Consistency is a stronger guarantee than unbiasedness. The “first observation” estimator \(\hat{\mu} = X_1\) is unbiased but useless — its variance never shrinks. The sample mean is both unbiased and consistent.
set.seed(42)
B <- 5000
df_list <- list()
for (n in c(10, 50, 200, 1000)) {
xbar <- replicate(B, mean(rnorm(n, mean = 24, sd = sqrt(430))))
x1 <- rnorm(B, mean = 24, sd = sqrt(430))
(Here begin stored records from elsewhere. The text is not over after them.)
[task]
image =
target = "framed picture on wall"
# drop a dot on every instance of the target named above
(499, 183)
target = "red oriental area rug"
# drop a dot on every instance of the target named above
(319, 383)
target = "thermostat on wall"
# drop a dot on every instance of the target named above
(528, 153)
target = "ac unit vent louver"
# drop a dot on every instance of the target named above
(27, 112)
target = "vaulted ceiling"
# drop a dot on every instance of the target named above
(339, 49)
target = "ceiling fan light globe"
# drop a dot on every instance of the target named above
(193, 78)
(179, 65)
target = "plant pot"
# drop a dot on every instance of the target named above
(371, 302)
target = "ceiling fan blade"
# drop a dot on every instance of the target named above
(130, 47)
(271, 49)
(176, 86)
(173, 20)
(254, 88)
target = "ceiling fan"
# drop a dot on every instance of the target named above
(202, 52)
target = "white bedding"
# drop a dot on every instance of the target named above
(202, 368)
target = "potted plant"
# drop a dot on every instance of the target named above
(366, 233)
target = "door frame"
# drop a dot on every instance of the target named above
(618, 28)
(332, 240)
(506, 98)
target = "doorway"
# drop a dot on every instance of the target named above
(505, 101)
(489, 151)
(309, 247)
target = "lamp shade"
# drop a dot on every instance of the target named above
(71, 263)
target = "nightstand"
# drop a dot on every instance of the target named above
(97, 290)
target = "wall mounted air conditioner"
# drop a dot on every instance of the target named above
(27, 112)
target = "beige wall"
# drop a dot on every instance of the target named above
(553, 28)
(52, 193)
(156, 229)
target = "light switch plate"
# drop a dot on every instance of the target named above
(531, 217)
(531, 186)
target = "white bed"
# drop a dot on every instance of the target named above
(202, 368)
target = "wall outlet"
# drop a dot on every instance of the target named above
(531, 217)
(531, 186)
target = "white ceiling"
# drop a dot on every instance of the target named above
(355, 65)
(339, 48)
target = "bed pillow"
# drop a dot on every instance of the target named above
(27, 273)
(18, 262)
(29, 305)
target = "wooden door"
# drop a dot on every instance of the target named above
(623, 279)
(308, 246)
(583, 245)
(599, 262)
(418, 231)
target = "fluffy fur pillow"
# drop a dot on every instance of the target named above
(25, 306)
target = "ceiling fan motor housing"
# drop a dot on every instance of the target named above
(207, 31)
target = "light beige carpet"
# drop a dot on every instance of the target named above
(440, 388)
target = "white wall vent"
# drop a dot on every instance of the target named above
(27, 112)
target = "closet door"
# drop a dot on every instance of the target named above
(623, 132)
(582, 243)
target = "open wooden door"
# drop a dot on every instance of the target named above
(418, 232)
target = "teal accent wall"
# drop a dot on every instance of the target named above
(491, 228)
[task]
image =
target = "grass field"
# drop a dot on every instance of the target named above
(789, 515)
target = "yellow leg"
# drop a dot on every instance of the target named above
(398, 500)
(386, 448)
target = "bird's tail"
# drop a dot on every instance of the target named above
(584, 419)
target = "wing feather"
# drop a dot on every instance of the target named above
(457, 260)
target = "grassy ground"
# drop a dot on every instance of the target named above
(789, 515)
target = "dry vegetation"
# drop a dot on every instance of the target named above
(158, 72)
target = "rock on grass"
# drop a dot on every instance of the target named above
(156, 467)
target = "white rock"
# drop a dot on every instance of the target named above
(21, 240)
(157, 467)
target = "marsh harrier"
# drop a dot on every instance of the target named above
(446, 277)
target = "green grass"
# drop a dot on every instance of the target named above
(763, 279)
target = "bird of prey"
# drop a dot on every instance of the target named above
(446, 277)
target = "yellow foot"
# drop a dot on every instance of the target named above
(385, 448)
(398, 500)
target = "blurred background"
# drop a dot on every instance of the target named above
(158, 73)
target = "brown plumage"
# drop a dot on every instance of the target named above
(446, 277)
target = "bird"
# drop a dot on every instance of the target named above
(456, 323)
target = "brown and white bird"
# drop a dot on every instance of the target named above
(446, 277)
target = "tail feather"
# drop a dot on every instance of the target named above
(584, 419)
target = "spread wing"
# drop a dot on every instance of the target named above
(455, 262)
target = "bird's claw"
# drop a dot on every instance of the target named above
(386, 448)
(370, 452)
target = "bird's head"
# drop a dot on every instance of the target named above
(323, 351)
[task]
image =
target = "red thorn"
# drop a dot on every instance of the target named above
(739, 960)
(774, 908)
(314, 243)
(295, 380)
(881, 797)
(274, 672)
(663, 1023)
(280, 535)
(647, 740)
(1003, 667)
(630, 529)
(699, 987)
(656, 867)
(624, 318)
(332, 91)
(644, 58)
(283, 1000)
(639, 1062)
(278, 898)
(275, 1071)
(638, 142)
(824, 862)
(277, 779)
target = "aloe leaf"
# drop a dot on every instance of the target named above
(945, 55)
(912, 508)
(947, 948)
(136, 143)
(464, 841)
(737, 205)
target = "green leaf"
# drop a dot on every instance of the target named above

df_list[[length(df_list) + 1]] <- data.frame(
estimate = c(xbar, x1),
estimator = rep(c("Sample mean", "First observation"), each = B),
n = n
)
}
df_consist <- do.call(rbind, df_list)
ggplot(df_consist, aes(estimate, fill = estimator)) +
geom_histogram(aes(y = after_stat(density)), bins = 50, alpha = 0.5,
position = "identity") +
geom_vline(xintercept = 24, linetype = "dashed") +
facet_wrap(~ n, scales = "free_y", labeller = label_both) +
scale_fill_manual(values = c("steelblue", "coral")) +
labs(title = "Consistent vs. merely unbiased",
subtitle = "Both are unbiased, but only the sample mean concentrates on μ",
x = "Estimate of μ = 24", fill = NULL)
OLS is consistent for the projection coefficient \(\beta\) whenever \(E[X_i e_i] = 0\). The proof is short: OLS is a continuous function of sample moments (\(\hat{Q}_{XX}^{-1} \hat{Q}_{XY}\)), the WLLN says sample moments converge to population moments, and the continuous mapping theorem (CMT) says continuous functions preserve convergence. When \(E[Xe] \neq 0\) — endogeneity — OLS is inconsistent regardless of sample size. This motivates the IV estimator.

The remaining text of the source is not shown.